The Triple Package: How Three Unlikely Traits Explain the Rise and Fall of Cultural Groups in Americaby Amy Chua and Jed Rubenfeld
That Amy Chua’s new book, The Triple Package: How Three Unlikely Traits Explain the Rise and Fall of Cultural Groups in America, has, even in advance of its publication, inspired controversy, should come as no surprise. Chua’s previous book, the part-parenting memoir part-parenting manifesto The Battle Hymn of the Tiger Mother, was an unapologetic account (and endorsement) of the strict, decidedly un-American parenting style typical in Chinese culture. It inspired endless debate, countless think pieces, and a neologism that instantly penetrated mainstream culture. Chua, writing with her husband Jed Rubenfeld, clearly hopes her new book can do the same; whether “the triple package” achieves the same Gladwellian ubiquitousness as “tiger mom” remains to be seen, but her frank discussion of race has already made waves. Chua and Rubenfeld have been criticized for proposing that there are superior cultural groups, an assertion made all the more galling because Chua and Rubenfeld belong to two of them: Chinese and Jewish immigrants. The Triple Package, however, is not mere provocation and cannot be dismissed as such. The controversy surrounding the book’s release, and Chua’s own public persona, belie a thoughtful and compelling examination of how culture effects success; Chua and Rubenfeld never propose that a given cultural group is superior, simply more fortunately positioned. Their thesis is that eight specific cultural and immigrant groups (Jewish, Indian, Chinese, Iranian, Lebanese, Nigerians, Cuban exiles, and Mormons) are disproportionately successful because of three specific characteristics shared by their culture of origin—the Triple Package. Each of these groups, Chua and Rubenfeld write, have an entrenched sense of their own superiority as a people; an “inferiority complex” acquired by being marginalized, stigmatized, or otherwise othered; and a culture of impulse control. It is a fascinating theory, written with the nuance and sensitivity that such a fraught topic demands.
Still Life Bread Crumbsby Anna Quindlen
Anna Quindlen’s seventh novel, Still Life With Bread Crumbs, finds the 61-year-old novelist and Pulitzer Prize winner wrestling with aging, art, and the intersection of the two. Rebecca Winter is a photographer, divorced and on the wrong side of 60, her onetime fame slowly dwindling. Her royalties from her masterpiece, an iconic photograph, the titular Still Life With Bread Crumbs, have dried up, and she is forced to move out of New York City and upstate to a leaky cottage in a provincial small town. Her modest celebrity and Manhattan snobberies alternately isolate and endear her to the locals. There is a love story, light humor, and meditations on loss and regret; most interesting, however, is when Quindlen gets in the head of an artist who has become admired and respected but no longer fashionable or relevant. These passages feel the most lived in; aging, for Rebecca Winter, is less frightening than obsolescence. Quindlen makes the plight of the over-the-hill legend compelling and sympathetic—each insecurity and moment of self-doubt ring painfully true. It feels as if the novelist herself has, like all artists, had to confront irrelevance. The resulting novel is a work that feels personal, intimate, and honest. Though Quindlen may write about irrelevance, her latest novel is anything but.

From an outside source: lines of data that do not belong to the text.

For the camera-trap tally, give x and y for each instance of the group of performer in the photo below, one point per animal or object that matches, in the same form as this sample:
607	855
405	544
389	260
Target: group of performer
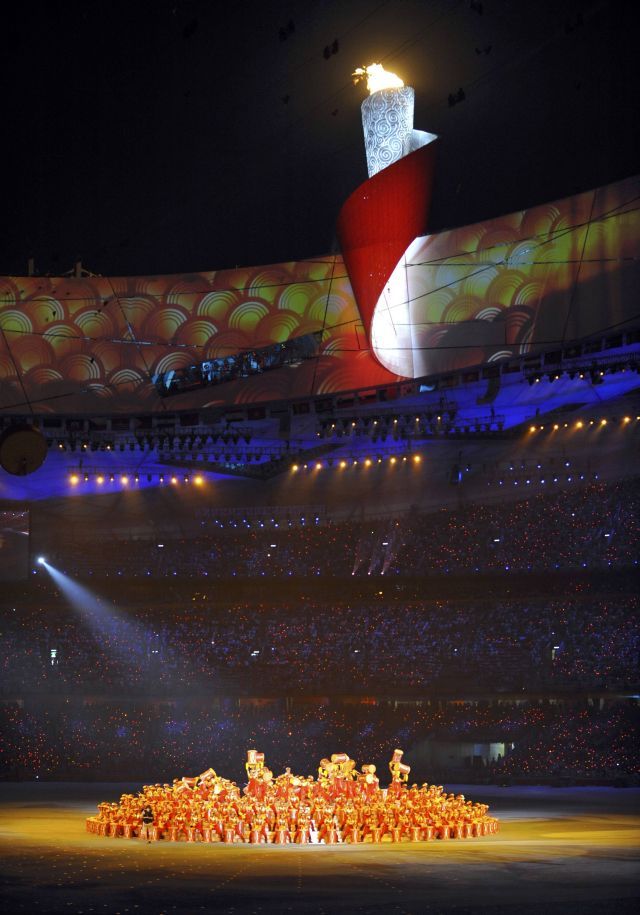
343	804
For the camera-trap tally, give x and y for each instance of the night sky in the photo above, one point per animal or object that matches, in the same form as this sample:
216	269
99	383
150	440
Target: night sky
153	137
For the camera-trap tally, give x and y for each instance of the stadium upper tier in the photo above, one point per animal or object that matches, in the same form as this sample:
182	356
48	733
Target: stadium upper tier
508	287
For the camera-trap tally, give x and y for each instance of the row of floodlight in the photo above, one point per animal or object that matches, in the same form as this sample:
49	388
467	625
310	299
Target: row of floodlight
582	424
345	463
543	479
127	479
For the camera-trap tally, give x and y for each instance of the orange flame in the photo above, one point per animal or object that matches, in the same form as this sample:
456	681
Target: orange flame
377	78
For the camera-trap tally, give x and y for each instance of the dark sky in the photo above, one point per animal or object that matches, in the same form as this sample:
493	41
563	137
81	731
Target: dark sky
152	137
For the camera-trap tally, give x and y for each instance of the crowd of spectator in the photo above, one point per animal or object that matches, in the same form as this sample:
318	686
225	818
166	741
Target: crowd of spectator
580	642
596	527
155	741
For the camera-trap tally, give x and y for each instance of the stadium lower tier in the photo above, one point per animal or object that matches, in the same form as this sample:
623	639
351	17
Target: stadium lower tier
505	739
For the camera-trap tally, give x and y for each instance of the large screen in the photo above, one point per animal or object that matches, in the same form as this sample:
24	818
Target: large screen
14	545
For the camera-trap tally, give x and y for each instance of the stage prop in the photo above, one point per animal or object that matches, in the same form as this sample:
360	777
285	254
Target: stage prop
344	805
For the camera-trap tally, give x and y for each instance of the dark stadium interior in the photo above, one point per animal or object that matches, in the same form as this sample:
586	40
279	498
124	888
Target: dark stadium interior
380	526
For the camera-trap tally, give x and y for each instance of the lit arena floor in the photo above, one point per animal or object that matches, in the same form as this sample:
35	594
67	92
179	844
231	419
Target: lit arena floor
558	851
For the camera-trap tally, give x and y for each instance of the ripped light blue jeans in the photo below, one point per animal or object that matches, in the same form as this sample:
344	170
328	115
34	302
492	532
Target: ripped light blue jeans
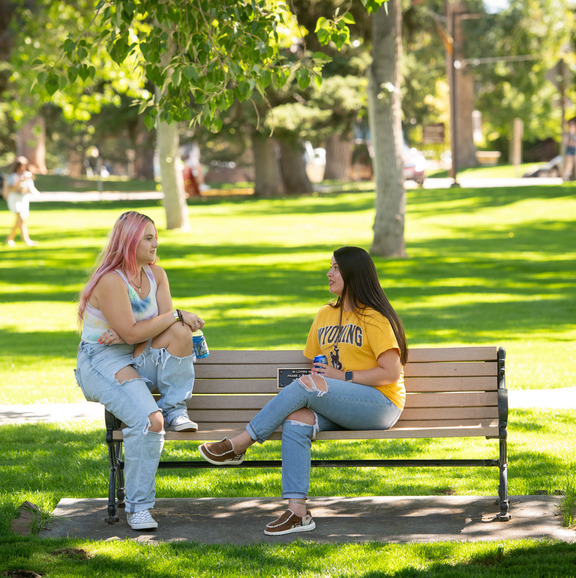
343	405
132	402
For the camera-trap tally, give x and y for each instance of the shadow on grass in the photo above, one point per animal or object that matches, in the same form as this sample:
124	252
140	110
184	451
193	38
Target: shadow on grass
52	461
371	560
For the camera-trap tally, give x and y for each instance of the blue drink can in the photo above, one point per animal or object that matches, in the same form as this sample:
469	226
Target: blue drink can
200	346
320	359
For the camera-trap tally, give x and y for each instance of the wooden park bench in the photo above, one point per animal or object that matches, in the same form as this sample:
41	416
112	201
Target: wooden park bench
454	392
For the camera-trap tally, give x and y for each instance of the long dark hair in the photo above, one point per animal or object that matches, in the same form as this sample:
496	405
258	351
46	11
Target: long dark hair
362	289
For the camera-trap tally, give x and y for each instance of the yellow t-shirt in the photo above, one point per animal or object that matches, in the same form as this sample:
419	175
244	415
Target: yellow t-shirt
355	345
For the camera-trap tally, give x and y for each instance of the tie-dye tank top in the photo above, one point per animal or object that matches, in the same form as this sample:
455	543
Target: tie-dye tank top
94	323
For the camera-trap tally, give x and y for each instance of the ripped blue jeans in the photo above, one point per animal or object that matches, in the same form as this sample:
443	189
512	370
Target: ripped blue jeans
341	405
132	402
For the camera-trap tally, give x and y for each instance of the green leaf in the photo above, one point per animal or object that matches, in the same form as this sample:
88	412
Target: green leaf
52	83
321	24
303	76
348	18
150	121
243	90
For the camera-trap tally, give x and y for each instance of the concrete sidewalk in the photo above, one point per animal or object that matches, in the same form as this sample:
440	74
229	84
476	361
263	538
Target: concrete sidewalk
241	521
382	519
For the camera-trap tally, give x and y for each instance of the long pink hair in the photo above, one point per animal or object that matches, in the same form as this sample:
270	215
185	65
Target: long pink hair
119	253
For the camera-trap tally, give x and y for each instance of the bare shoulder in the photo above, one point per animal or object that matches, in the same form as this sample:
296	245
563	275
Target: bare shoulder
109	286
159	273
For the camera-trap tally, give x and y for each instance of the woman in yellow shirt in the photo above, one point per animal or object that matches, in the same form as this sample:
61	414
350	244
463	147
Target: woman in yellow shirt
361	386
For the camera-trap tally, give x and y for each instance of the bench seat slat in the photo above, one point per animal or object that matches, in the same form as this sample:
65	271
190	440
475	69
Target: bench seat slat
448	369
425	400
269	370
438	430
413	384
416	355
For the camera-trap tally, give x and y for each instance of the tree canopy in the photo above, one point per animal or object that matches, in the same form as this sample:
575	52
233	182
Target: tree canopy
200	55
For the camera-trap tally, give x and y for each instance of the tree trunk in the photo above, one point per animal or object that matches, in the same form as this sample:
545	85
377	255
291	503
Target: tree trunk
464	87
144	143
171	177
293	165
338	158
267	174
31	143
385	122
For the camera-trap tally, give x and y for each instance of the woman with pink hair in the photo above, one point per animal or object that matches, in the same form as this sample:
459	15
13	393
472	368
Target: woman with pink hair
134	342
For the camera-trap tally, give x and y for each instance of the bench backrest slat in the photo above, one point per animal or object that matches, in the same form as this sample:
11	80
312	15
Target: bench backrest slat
445	387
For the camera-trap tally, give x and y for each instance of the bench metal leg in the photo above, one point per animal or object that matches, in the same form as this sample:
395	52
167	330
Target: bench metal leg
504	514
116	476
114	453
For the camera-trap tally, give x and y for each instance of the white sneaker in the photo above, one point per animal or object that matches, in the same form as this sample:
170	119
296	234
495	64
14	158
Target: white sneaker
142	521
182	423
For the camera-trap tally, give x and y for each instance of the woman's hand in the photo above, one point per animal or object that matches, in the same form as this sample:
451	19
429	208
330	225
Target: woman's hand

My Life in Middlemarchby Rebecca Mead
Rebecca Mead’s new literary memoir My Life in Middlemarch is a book about the lives—and inner lives—of three women. First and foremost, it is about Mary Ann Evans, the ambitious young journalist who would become George Eliot and write Middlemarch, the novel Virginia Woolf famously called “one of the few English novels written for grown-up people.” My Life in Middlemarch examines the private life of the greatest chronicler of private life, and Eliot’s own abortive relationship with the philosopher Herbert Spenser, and her later, longtime partnership with George Henry Lewes, are recounted here in affecting detail. Eliot’s frustration at the passionless Spenser, and her love for the devoted Lewes, are found in her letters, her diaries, and, most interestingly, in the pages Middlemarch. Eliot’s heroine, Dorothea Brooke, has two very similar men in her life. Her resentful and unloving husband Edward Casubon, and the idealistic but impoverished Will Ladislaw. Dorothea’s frustrated ambition is the quiet struggle of Eliot’s “home epic;” much of Mary Ann Evan’s youthful ambition can be found in Dorothea, and it is in Dorothea that so many readers find kinship. As much as My Life in Middlemarch is about Eliot, and about her most enduring heroine, it is also about Mead herself—her own romances, in which she finds parallels with Dorothea’s, and her own ambition as a writer. The highest compliment that Mead can be paid is that My Life in Middlemarch captures the thrill of reading Eliot, and will no doubt inspire an umpteenth reading of Middlemarch.